Meet Red Hen’s Newest Author: An Interview with Artem Mozgovoy
In honor of the publication day of Spring in Siberia, Artem Mozogvoy’s debut novel, Red Hen is offering a peak into the author’s inspiration, frustrations, and motivations for the book.
A tender coming-of-age novel, Spring in Siberia follows young Alexey Morozov through 1985 Soviet Russia. His life changes when he falls in love with the son of a KGB agent, a love that clashes violently with the harsh world around them, and his story is further fraught by the disintegration of the Soviet Union and impinging Western capitalism. In Spring in Siberia, Mozgovoy explores the complex relationship between identity, homeland and literature, and glows with hope, even in the darkest of times.
Read on to learn about Mozgovoy’s writing process, current relationship with his homeland, and hopes for his novel.
Emily Morris: You’ve talked about the difficulty of finding a home for your book in American publishing houses. Can you talk about the experience of balancing your vision for the book and finding an audience?
Artem Mozgovoy: When I write I always make a maximal effort to liberate myself from any thoughts about publishing, promoting and selling what I write. In a way, I do the opposite of balancing — I allow myself to fall freely, hoping to spread the wings at the last moment and fly.
As for finding a publisher, I was quite shocked to discover that there’s a tall wall between the readers and the writers. Fifty gatekeepers rejected or ignored my manuscript before Stephen Fry read it and gave it a positive review. His comment served as the key to the very exclusive entrance into the Anglo-American publishing.
EM: What do you hope readers gain from your novel and your perspective on Russia?
AM: If my story helps some of the American readers to realise that there’s a whole world outside and under the US cold-hearted dominance, and that we — all citizens of the world — are in the same boat and in many ways responsible for each other, I’d be glad.
EM: Have recent events altered your relationship with your motherland and your own history?
AM: Not at all. This cowardly attack on Ukraine and all the atrocities that have followed only confirmed what I knew all my life: that Russia is a terrorist state and that Putin’s government is a criminal organisation. In fact, “Whisper of the Stars”, the second volume of “Spring in Siberia” (which I wrote together with the first in 2014), warns about just such a development.
The war made it nearly impossible, however, for me to visit my parents in Russia (I broke many of the most recent laws by now) while the Russian citizens are not welcome in the West any longer.

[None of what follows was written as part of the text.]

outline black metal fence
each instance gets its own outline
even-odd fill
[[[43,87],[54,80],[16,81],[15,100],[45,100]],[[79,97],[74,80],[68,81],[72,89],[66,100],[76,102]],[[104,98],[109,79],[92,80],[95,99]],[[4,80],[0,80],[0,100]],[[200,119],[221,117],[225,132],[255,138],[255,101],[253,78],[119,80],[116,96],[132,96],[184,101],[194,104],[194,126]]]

As a result, I’m on my way to Uzbekistan right now, hoping to spend some time with my parents there.
EM: What was the experience of writing about your homeland from a far-removed country like?
AM: Strange but I feel like I could only write clearly about Russia from a distance. To see the full picture, one often needs to step back.
EM: Has writing and sharing this novel been cathartic for you?
AM: Absolutely. While writing it I kept being surprised by my own emotional reactions to the words that came out. Sitting on my own in that Venetian attic where I wrote the book, I often cried hysterically, uncontrollably. Like that scene where the protagonist’s mother tries in vain to explain to the boy that their house has sank into the coal mine — and his disbelief… Or the way Alexey and Andrey’s story ends…
EM: What are you currently reading? Where do you find your inspiration?
AM: I’ve just finished The Lost Heart of Asia by Colin Thubron, perhaps the best travel writer today. Like myself, Mr. Thubron seems to be only concerned with the real life and all its nearly incomprehensible complexities. This very incomprehensible-ness… I find that very inspiring.
Born and raised in a small town in Central Siberia at the time when the Soviet Union was falling apart, Artem Mozgovoy began his career as a cadet journalist in a local newspaper when he was sixteen; at twenty-six he was an editor-in-chief. In 2011, as Russia began legalizing its persecution of gay people, he left his homeland. Having lived in six different countries, including the US, and worked as a movie extra, a yoga instructor, and a magician’s assistant, Artem today holds a Luxembourgish passport, speaks five languages and, with his Romanian partner, lives in Belgium.